New Zealand’s budget deficit was NZ$473 million ($388 million) wider than forecast in the seven months through January after higher-than-expected earthquake insurance liabilities, a report today showed.
The government’s operating deficit before gains and losses on investments was NZ$4.314 billion in the seven months ended Jan. 31, compared with the NZ$3.841 billion gap forecast in the pre-election fiscal update published in October, the Treasury Department said in a report released in Wellington.
Prime Minister John Key is forecasting the government will eliminate the shortfall by 2015 as it cuts spending and reduces debt by selling as much as 49 percent of four state-owned energy companies. Last month, the government said the 2015 surplus may be a third the size it predicted in October as weaker world growth curbs revenue.
“Returning to surplus won’t be easy,” Finance Minister Bill English said in a statement after the report was published. “But it is one of the most important things the government can do to ensure New Zealand can withstand future shocks and build a more competitive economy based on exports and new jobs.”
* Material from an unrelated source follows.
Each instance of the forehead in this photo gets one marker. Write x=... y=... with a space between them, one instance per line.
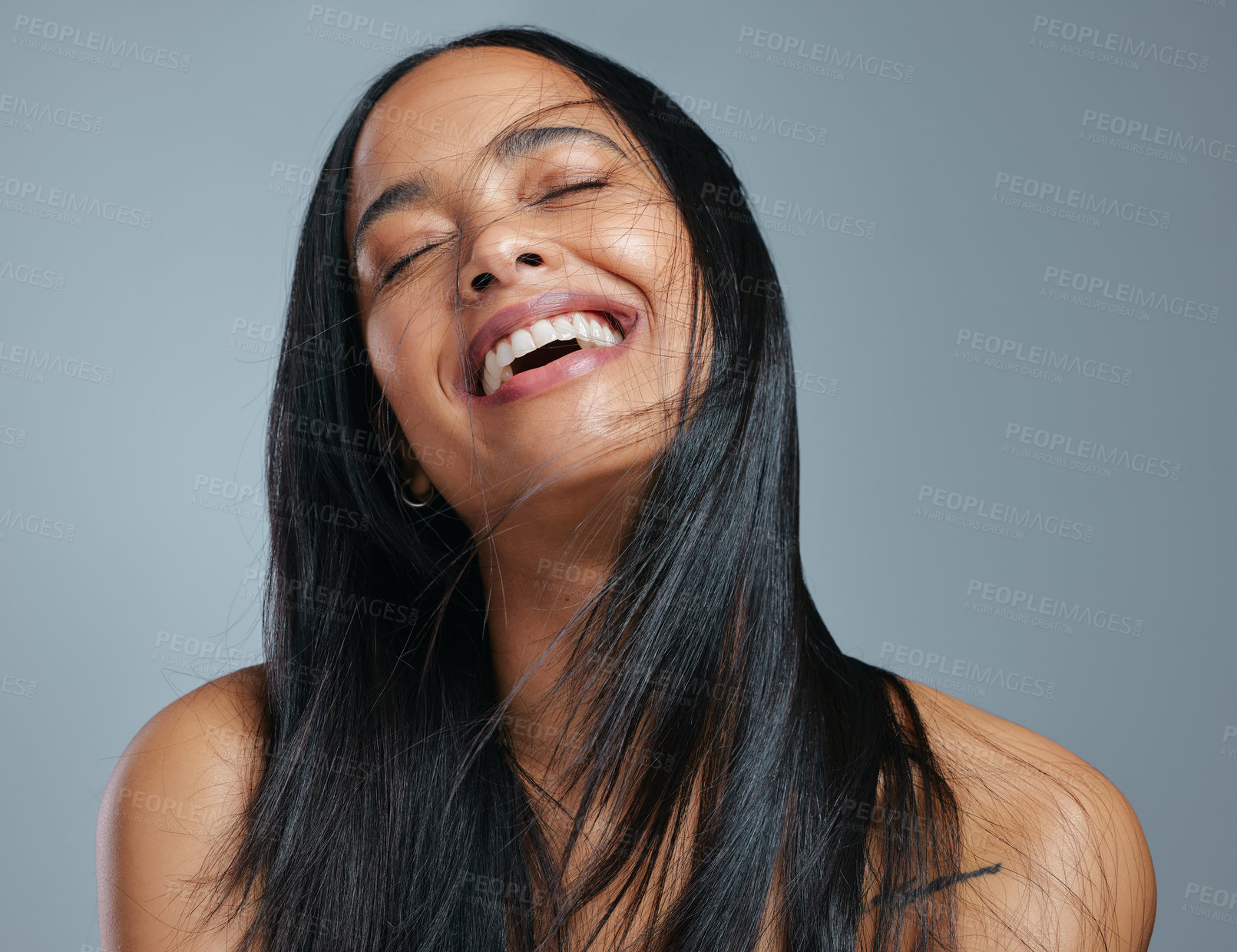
x=449 y=107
The state’s earthquake-related insurance costs were NZ$290 million higher than forecast for the seven months, according to the report. That was a result of continued earthquakes and aftershocks in the Canterbury region, with damage caused by a Dec. 23 temblor estimated at NZ$300 million.
Core crown tax revenue was NZ$946 million below forecast, partly due to weaker labor market conditions, English said.